Stations were constructed at Swanwick Junction and Hammersmith. Signal boxes were obtained from Ais Gill (on the famous Settle and Carlisle line), Kettering and Kilby Bridge and put into operating condition at Butterley, Swanwick Junction and Hammersmith respectively. A locomotive shed was erected at Butterley (since changed to the Carriage and Wagon department) and the museum was erected at Swanwick Junction, together with a large track fan to provide rail access to the building.
Facilities for the overhaul, maintenance and servicing of steam locomotives were then developed at Swanwick Junction, together with the erection of a heavy repair shed and machine shop. Over many years a Stationary Power Museum, a Road Transport Museum and the Fork Truck Heritage Centre have been established by affiliated organisations and the first phase of a diesel depot has been built. Swanwick Junction now also has the Trust’s Demonstration Signal Box, the railwayman’s church from Westhouses and the gate house and coal merchant’s office from St. Mary’s Goods Yard at Derby. The years of hard work are clearly visible at the Midland Railway – Butterley.

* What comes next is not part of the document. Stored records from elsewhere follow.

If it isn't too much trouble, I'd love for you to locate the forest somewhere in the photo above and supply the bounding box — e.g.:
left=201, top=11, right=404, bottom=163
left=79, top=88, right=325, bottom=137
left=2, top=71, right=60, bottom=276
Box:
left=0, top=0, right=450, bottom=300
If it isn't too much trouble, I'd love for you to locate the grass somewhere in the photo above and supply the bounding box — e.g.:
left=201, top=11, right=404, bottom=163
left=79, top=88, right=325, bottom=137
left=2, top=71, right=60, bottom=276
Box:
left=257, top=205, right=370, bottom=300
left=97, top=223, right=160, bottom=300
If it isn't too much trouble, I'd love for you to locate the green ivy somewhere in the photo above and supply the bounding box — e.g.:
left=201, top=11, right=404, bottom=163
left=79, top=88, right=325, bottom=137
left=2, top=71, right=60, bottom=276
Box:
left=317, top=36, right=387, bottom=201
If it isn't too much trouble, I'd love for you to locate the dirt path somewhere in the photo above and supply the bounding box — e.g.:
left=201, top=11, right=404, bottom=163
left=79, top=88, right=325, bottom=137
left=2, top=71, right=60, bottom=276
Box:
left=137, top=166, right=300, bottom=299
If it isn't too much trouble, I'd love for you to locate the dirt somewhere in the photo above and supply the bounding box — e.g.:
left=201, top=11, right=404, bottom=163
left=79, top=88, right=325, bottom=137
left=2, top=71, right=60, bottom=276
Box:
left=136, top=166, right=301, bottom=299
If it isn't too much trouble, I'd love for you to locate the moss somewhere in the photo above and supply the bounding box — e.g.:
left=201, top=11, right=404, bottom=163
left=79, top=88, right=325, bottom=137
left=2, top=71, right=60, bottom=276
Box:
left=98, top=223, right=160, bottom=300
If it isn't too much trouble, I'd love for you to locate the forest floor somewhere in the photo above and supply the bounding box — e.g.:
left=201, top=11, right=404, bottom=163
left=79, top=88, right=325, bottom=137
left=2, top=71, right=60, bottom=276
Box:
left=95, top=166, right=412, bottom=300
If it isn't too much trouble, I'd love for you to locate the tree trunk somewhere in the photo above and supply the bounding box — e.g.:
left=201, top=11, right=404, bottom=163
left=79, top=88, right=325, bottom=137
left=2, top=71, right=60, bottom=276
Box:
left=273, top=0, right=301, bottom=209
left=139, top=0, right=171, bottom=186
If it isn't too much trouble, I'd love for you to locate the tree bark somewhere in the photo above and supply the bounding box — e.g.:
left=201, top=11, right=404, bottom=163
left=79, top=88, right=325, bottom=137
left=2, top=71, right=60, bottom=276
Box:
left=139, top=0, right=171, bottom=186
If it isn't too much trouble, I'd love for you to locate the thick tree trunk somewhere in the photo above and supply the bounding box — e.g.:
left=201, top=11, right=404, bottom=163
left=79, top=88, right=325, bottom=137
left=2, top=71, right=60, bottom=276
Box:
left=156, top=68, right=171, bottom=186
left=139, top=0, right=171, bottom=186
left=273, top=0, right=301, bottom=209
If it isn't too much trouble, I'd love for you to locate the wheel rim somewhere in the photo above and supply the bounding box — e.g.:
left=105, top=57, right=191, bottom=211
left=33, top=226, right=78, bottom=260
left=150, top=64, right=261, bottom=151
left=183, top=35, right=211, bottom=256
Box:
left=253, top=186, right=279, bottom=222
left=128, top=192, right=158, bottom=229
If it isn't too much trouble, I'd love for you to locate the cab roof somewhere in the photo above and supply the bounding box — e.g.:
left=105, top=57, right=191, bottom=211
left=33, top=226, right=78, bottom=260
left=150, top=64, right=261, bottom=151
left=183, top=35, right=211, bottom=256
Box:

The narrow gauge railway is now well established with its line extending to Golden Valley, following the route of the original tramway from the Butterley Company, together with stations and a running shed.
The Swanwick Junction Museum Complex is also the home of the Princess Royal Class Locomotive Trust who have their own facilities at the West Shed. The Historical Model Railway Society also have their headquarters at Swanwick Junction.
The Trust is open for passenger services most weekends of the year and every day during the Derbyshire school holidays. Special events are run throughout the year.